Retiring from the United States Navy as a commander in 1985 makes Carolina Clair Wylie ’63 a pioneer. When American women were advocating for workplace equity, she was finding her niche in the Navy, where equal pay for equal work was an established principle.
“Leadership skills I learned at Oswego prepared me,” Wylie said. She was president of Alpha Epsilon and Inter-Sorority Council and worked on the orientation committee. She won the outstanding speaker award at a debate club competition.
“I knew, then, that I could do anything,” she said. “By graduation, I knew how to establish a collegial working environment and get the job done. That served me well in my 20-year Naval career.”
Wylie said Oswego professors were always accessible.
“Dr. Paul Goodwin and his wife, Lois ’54, not only invited me into their home, but also encouraged me as I prepared for the GREs,” she said. “Professors steered me to political science, which led to government, which led to the military.”
After Oswego and graduate work at St. John’s University, Wylie went to the nation’s capital.
“Women in uniform were getting into meetings I didn’t have access to; they were getting ahead,” she said. “I signed up for the Navy and hit the ground running.”
Assignments took Wylie from the Pentagon’s top-secret communications office, to the Naval Justice School, to the United States Senate, as the first female Navy liaison officer. In the 1970s, she went from the New York recruiting district to the personal staff of the Chief of Naval Operations, in the Pentagon, to a year at the Naval War College, then to London, as the first woman flag secretary to the Commander-in-Chief, U.S. Naval Forces, Europe.
She came back to the Pentagon, yet again, as manpower and healthcare analyst to the Secretary of the Navy, in the Office of Program Appraisal, prior to her final assignment as the only female faculty member at the Armed Forces Staff College.

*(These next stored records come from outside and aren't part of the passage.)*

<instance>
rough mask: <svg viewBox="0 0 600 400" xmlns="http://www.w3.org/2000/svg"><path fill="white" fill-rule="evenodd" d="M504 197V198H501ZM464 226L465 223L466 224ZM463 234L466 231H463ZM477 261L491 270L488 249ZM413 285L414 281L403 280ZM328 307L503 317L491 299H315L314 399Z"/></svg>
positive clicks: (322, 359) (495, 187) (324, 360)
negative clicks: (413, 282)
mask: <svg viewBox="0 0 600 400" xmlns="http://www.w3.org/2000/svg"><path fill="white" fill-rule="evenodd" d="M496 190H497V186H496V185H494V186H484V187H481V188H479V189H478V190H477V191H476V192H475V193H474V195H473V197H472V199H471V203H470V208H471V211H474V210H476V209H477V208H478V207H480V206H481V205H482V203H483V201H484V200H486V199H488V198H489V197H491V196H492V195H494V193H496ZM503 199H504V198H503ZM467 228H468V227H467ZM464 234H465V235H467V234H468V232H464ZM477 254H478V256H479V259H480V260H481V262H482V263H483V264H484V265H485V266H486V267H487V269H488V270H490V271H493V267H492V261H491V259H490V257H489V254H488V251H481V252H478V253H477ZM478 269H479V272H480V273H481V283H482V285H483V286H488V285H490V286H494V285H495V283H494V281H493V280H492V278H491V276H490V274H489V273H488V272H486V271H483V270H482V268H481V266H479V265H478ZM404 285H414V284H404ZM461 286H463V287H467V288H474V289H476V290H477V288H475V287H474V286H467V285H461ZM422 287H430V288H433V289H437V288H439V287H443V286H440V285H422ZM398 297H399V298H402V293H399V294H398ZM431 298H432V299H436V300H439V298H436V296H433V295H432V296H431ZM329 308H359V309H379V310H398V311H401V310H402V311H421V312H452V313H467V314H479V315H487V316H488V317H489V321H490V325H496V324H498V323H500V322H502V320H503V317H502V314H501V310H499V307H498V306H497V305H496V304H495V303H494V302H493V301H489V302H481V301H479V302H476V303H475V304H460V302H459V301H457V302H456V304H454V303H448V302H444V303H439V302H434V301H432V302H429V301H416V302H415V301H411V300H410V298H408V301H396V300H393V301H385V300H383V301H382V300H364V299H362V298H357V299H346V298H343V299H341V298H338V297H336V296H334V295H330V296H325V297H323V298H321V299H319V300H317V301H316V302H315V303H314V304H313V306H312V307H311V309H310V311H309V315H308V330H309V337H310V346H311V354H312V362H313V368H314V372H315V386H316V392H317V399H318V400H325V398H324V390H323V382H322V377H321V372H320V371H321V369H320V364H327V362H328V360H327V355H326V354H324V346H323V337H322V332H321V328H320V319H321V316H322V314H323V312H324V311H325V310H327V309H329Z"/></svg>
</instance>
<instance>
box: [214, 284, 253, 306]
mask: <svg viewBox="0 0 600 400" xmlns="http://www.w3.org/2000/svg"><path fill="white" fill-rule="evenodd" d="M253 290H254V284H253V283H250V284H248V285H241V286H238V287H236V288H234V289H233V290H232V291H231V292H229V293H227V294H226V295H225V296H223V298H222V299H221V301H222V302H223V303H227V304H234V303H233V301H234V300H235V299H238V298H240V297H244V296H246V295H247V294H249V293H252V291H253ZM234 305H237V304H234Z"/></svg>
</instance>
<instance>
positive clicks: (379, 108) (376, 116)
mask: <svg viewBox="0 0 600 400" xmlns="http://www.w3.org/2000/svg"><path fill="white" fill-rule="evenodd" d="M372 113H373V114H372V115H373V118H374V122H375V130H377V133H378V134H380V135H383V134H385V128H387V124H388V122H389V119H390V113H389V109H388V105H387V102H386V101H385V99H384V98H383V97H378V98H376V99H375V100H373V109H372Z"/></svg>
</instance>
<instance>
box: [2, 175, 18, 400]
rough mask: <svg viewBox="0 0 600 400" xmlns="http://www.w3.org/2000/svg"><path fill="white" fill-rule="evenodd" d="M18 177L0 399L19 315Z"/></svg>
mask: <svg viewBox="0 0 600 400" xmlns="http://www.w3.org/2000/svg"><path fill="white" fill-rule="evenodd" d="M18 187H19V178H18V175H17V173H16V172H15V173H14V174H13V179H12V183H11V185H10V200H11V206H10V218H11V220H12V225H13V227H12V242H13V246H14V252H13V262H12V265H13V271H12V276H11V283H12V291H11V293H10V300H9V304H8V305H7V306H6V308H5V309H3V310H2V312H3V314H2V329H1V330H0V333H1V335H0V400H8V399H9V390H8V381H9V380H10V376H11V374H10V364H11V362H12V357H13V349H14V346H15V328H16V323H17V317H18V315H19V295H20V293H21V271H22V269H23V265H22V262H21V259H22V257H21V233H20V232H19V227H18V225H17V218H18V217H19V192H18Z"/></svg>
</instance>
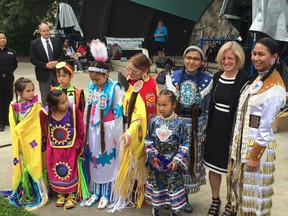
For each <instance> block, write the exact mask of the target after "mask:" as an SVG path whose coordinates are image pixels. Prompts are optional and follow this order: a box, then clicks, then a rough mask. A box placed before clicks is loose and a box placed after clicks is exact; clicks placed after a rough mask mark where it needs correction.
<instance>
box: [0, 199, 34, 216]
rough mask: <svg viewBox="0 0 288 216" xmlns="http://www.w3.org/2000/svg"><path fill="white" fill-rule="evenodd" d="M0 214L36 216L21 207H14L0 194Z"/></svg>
mask: <svg viewBox="0 0 288 216" xmlns="http://www.w3.org/2000/svg"><path fill="white" fill-rule="evenodd" d="M0 215H1V216H18V215H19V216H20V215H21V216H37V214H33V213H31V212H28V211H25V210H24V209H23V208H16V207H15V206H13V205H12V204H10V203H9V201H8V200H7V199H5V198H3V197H1V196H0Z"/></svg>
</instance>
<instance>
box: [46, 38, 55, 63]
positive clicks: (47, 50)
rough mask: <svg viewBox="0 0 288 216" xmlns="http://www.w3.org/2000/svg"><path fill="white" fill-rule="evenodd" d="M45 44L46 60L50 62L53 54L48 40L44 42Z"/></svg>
mask: <svg viewBox="0 0 288 216" xmlns="http://www.w3.org/2000/svg"><path fill="white" fill-rule="evenodd" d="M46 43H47V51H48V60H49V61H52V60H53V52H52V48H51V46H50V44H49V40H46Z"/></svg>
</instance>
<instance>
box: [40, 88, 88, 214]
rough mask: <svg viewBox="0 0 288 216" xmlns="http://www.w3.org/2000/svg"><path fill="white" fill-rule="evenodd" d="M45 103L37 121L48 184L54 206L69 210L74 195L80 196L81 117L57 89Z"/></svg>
mask: <svg viewBox="0 0 288 216" xmlns="http://www.w3.org/2000/svg"><path fill="white" fill-rule="evenodd" d="M47 103H48V106H46V107H45V108H43V109H42V110H41V111H40V120H41V127H42V132H43V140H44V141H43V145H44V147H46V157H47V171H48V179H49V184H50V187H51V189H52V190H53V191H55V192H56V193H57V194H58V199H57V201H56V206H57V207H64V208H65V209H70V208H73V207H75V204H76V198H75V196H76V193H80V191H78V188H80V185H79V184H80V182H81V181H80V179H81V178H80V177H79V175H80V173H78V161H77V157H78V156H79V155H81V153H82V150H83V140H84V126H83V120H82V114H81V112H80V111H79V109H78V108H77V107H75V105H74V104H69V101H68V98H67V95H66V94H65V93H64V92H63V91H61V90H52V91H50V92H49V93H48V95H47Z"/></svg>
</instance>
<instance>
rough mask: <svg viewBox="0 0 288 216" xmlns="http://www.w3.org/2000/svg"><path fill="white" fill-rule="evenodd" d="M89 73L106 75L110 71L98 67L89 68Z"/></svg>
mask: <svg viewBox="0 0 288 216" xmlns="http://www.w3.org/2000/svg"><path fill="white" fill-rule="evenodd" d="M88 71H91V72H96V73H104V74H105V73H107V72H108V70H106V69H104V68H97V67H88Z"/></svg>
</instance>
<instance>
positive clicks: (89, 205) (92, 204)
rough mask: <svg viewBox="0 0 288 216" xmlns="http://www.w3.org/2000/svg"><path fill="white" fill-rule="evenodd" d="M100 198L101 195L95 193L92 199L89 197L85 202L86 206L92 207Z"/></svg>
mask: <svg viewBox="0 0 288 216" xmlns="http://www.w3.org/2000/svg"><path fill="white" fill-rule="evenodd" d="M98 200H99V196H97V195H96V194H93V195H92V196H91V197H90V199H88V200H87V201H86V203H85V206H88V207H91V206H93V205H94V204H95V203H96V202H97V201H98Z"/></svg>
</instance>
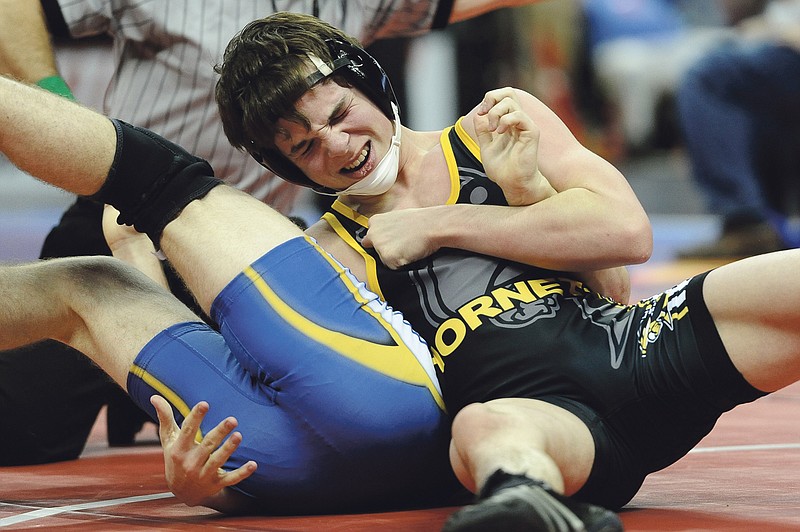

Wylie, of Virginia, was married to a retired Navy Judge Advocate General’s Corps captain, the late Capt. Peter Wylie, and is the mother of Peter, who works in the entertainment industry in Los Angeles, and Jamie, a playwright, who works in marketing at Stanbridge College in Irvine, Calif.
“I promised my children I’d retire as soon as I was eligible,” Wylie said. “I left on Halloween—with the rest of the witches.” She placed a broom, instead of her car, in her honorary final-day parking spot.
“In the Navy, I stood on the shoulders of women who could only aspire to be mid-grade officers,” she said. “Now, we have multiple flag officers, including our first four-star.”
Wylie lists her accomplishments as having recruited one of the first women aviators, mentored one of the first women at the Naval Academy and recruited the first African-American woman Navy flag officer.
“For me,” Wylie said, “success was based on whether I had done well enough that the command wanted another woman to replace me.”